Question

What kind of statistical test should I use? (Permutation test)

1

Entering edit mode

2.9 years ago

aa4120090 ▴ 10

I have the following sequence data

A_True: 45, 92, 134, 156, 199

A_Pred: 23, 44, 45, 46, 88, 156, 187, 188, 189, 210

These numbers represent the position in a sequence. The total length of sequence A is 230. A_True is actual positions (Ground truth). A_Pred is model predicted positions. So A_Pred is 10 model guess/predictions position out of 230 positions.

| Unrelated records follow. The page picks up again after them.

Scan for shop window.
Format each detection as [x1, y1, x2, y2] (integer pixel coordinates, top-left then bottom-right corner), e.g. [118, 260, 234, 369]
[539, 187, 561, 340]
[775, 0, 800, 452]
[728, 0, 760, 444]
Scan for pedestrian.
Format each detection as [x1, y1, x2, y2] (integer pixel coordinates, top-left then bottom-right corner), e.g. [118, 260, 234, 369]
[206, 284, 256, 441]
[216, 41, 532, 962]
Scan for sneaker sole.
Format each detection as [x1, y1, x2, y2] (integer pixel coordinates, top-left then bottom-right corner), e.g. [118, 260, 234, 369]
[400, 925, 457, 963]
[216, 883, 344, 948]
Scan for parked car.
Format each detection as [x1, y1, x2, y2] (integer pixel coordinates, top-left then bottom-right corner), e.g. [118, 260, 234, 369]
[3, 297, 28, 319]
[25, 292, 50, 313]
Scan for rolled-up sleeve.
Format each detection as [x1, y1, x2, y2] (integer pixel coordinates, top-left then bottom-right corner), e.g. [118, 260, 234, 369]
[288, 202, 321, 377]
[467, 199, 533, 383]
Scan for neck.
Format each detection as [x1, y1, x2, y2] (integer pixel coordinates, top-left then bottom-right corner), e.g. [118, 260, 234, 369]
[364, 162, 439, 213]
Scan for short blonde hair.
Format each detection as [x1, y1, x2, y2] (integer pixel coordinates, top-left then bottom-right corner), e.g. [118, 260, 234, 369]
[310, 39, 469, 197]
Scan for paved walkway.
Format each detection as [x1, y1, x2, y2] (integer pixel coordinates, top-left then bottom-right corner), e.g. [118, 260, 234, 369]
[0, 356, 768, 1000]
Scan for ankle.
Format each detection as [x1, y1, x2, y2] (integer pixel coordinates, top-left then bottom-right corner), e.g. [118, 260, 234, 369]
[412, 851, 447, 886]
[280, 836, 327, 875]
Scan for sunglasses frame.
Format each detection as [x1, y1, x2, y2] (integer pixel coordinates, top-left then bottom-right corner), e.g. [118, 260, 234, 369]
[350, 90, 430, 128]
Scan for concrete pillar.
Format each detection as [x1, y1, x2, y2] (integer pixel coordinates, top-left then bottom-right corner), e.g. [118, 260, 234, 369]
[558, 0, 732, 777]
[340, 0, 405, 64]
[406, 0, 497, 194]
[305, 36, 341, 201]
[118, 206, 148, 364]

I would like to know if there is any statistical test that can evaluate whether set A_Pred hit/close to set A_True in terms of position (To check whether the position in set A_Pred is near to A_True or is it randomly picked)? And evaluate the following:

If the ten numbers on A_Pred overlap those in A_True, it means a perfect match, and a penalty of 4 extra numbers (Sequence 2 can predict/guess more numbers than sequence 1, but should have some penalty for mismatch).
92(in A_True) and 88(in A_Pred) has a distance difference of 4
199(in A_True) has a distance of 10 to 189(in A_Pred) and 11 to 188&210(in A_Pred)

I have more list pairs B_True,B_Pred,C_True,C_Pred... Any statistical tests can serve this purpose?

My other thought is to use combination 230C10 and find the statistically significant that it contains the number in set A_True. But combination cannot represent whether the prediction is "near" (88 in A_True is near to 92 in A_True) or not, as it treats every value as distinct numbers. My problem concerns the position.

sequence statistical test • 1.1k views

ADD COMMENT • link 2.9 years ago by aa4120090 ▴ 10

1

Entering edit mode

I don't know the answer, but just to sort of clarify the problem, if I were to guess 10 numbers between 1 and 230, and then calculate the distance between each guess, and the closest number in A_True (assuming no ordering of guesses), the sum of distances would be greater for my random guesses than your predictor (hopefully). And if I were to redo my guesses a million times I could build a curve reflecting the frequency distribution of distances generated by a random process, that could potentially be used to judge a predictor.

ADD REPLY • link 2.9 years ago by seidel 11k

0

Entering edit mode

Yes, may i ask what kind of statistic should I use to interpret the frequency distribution? Is there a technical name for this method?

ADD REPLY • link 2.9 years ago by aa4120090 ▴ 10

score 2 · Accepted Answer · 2022-01-21

You may want to try Kolmogorov-Smirnov test (KS) for two samples, which compares the distributions F(x) and G(x) of two independent one-dimensional samples. See here for python implementation of that function. The output is KS statistic and a p-value, and they are trying to test the null hypothesis that two samples came from different distributions. When KS statistic is 0 and p-value is 1, that means identical distributions. A large(er) KS statistic and a p-value < 0.05 confirms the null hypothesis, meaning that distributions are different.

A short python code with your data:

import numpy as np
from scipy.stats import ks_2samp

data1 = np.array([45, 92, 134, 156, 199])
data2 = np.array([23, 44, 45, 46, 88, 156, 187, 188, 189, 210])
ks_2samp(data1, data2)

The output:

Ks_2sampResult(statistic=0.3, pvalue=0.8618938799547571)

On the surface, this test rejects the null hypothesis of different distributions, which would indicate that predictions could be similar enough to true values. Yet part of the reason for not being able to reject the null hypothesis is that these are small samples. Here is what you get by testing two random distributions of 5 & 10 numbers in 0-200 range, which should be sufficiently similar to your true and predicted data.

data1a = np.random.randint(0, 200, 5)
data2a = np.random.randint(0, 200, 10)
ks_2samp(data1a, data2a)

Ks_2sampResult(statistic=0.4, pvalue=0.5402481714873653)
Ks_2sampResult(statistic=0.4, pvalue=0.5402481714873653)
Ks_2sampResult(statistic=0.8, pvalue=0.01159044044395834)
Ks_2sampResult(statistic=0.3, pvalue=0.8618938799547571)
Ks_2sampResult(statistic=0.6, pvalue=0.11032754154370181)

Only one of them comes close to confirming the null hypothesis, even though these are randomly drawn. This would be something to test comprehensively, but my guess is that in your case KS statistic <= 0.2 would mean good predictions, and larger values than that not good predictions.

Kullback–Leibler divergence may be worth checking out as well.